Папуа Новая Гвинея. Берег Маклая, наши дни. Фото: Глеб Давыдов

Видя, что переговоры о российском протекторате не дают результата, М-М. обратился к русскому и английскому правительствам с предложением признать самостоятельность Берега Маклая. Из письма российскому министру иностранных дел Н.К. Гирсу: «При разговоре с генерал-майором Скрачлей, специальным комиссаром, о великобританском протекторате южного берега Новой Гвинеи, я получил от него формальное заверение, что правительство британское не только не будет иметь ничего против признания Россиею независимости Берега Маклая под моим управлением, но что таким признанием оно останется совершенно довольным (…) Считаю лишним распространяться, что моё водворение на береге Маклая может при случае иметь большое значение для России».
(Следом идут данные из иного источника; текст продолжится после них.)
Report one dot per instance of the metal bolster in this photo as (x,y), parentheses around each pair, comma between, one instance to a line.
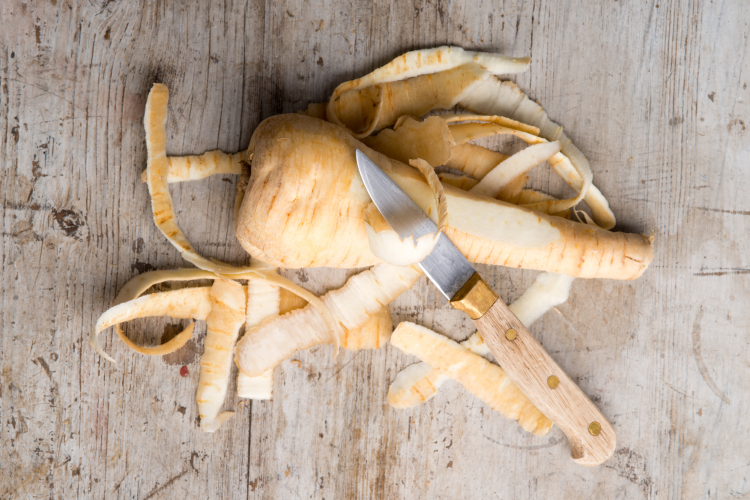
(474,298)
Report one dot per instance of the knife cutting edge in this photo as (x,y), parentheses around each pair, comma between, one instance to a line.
(592,438)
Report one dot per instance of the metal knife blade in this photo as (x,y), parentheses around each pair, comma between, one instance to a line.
(446,267)
(540,378)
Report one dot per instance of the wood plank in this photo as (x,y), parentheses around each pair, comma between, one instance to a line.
(656,97)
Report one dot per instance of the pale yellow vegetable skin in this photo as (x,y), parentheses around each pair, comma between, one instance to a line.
(352,306)
(223,326)
(305,201)
(482,378)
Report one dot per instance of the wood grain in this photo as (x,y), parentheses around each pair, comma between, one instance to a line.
(656,96)
(530,367)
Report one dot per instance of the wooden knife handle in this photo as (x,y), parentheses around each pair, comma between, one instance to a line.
(592,438)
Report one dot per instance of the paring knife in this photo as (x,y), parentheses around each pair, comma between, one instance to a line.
(592,438)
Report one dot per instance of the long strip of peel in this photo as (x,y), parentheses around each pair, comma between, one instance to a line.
(456,180)
(193,168)
(188,303)
(494,97)
(469,127)
(373,104)
(157,171)
(485,380)
(310,297)
(411,65)
(262,303)
(474,160)
(502,121)
(515,166)
(353,305)
(420,382)
(223,325)
(409,139)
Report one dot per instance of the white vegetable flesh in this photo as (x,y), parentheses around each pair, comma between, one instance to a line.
(363,295)
(262,302)
(223,326)
(420,382)
(485,380)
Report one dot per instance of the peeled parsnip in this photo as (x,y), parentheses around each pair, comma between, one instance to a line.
(223,326)
(305,201)
(353,305)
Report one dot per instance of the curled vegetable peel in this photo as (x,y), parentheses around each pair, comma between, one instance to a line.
(157,173)
(420,382)
(413,64)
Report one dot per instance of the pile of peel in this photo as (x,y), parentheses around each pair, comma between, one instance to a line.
(300,202)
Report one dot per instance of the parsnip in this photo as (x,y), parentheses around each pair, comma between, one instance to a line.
(378,100)
(363,295)
(223,326)
(305,201)
(262,303)
(191,168)
(482,378)
(189,303)
(420,382)
(157,172)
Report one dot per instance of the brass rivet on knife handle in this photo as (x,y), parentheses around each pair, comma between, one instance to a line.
(595,428)
(475,297)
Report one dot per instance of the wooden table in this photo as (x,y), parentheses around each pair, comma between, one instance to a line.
(654,93)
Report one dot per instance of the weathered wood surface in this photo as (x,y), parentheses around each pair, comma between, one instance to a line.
(654,93)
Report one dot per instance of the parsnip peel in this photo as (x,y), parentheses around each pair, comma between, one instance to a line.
(191,168)
(411,65)
(188,303)
(357,302)
(514,167)
(223,324)
(484,379)
(419,382)
(157,171)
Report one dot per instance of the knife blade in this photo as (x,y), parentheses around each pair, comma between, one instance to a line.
(592,438)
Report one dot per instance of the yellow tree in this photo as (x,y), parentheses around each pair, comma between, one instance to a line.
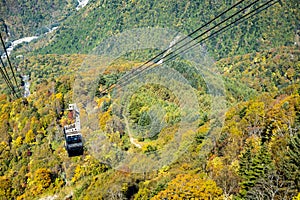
(189,186)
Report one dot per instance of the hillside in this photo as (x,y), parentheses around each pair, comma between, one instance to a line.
(102,19)
(174,132)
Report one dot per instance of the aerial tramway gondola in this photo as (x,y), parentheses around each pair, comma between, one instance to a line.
(73,136)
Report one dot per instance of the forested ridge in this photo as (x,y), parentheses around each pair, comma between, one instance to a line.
(255,156)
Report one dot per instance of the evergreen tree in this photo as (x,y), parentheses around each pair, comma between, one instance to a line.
(254,168)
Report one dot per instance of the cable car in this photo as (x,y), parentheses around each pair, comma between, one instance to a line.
(73,136)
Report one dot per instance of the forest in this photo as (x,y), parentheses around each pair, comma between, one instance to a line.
(147,143)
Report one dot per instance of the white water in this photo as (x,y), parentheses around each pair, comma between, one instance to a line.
(16,43)
(25,39)
(81,4)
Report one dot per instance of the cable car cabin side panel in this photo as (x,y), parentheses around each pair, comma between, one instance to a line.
(73,137)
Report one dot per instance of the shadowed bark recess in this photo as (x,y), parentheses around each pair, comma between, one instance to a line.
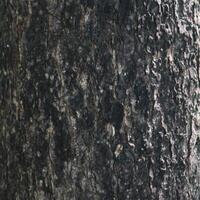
(99,99)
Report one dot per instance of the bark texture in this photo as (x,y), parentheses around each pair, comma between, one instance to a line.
(99,99)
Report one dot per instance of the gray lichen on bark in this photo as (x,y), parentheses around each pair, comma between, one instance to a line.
(99,99)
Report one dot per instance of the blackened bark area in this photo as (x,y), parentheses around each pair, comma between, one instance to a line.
(99,99)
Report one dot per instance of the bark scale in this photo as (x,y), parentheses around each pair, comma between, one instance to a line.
(99,99)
В конце концов, М-М. не так уж важно, какой официальный статус будет иметь его этнографический заповедник, лишь бы заполучить свой рай. Прибыв в Россию, он дважды встречался с Александром III и получил высочайшее разрешение поднять на Берегу Маклая русский государственный флаг, однако вопрос о статусе территории должна решить специально организованная комиссия. М-М. тем временем подыскивал кого-нибудь, кто присмотрел бы за его имуществом на Новой Гвинее. И тут дело приняло оборот, которого он, видимо, не ожидал. Он пишет Н.К. Гирсу: «Имея на островах Тихого океана земельную собственность и нуждаясь в содействии нескольких благонадежных лиц для … присмотра за ней, я предложил через посредство одной из петербургских газет, а именно, «Новостей», желающим сообщить … мне об их готовности отправиться туда. Совершенно неожиданно для меня, число изъявивших решение, доходит в настоящее время до 220. … Я намереваюсь испросить у его императорского величества государя императора разрешить основать русскую колонию на Берегу Маклая или одном из островов Тихого океана».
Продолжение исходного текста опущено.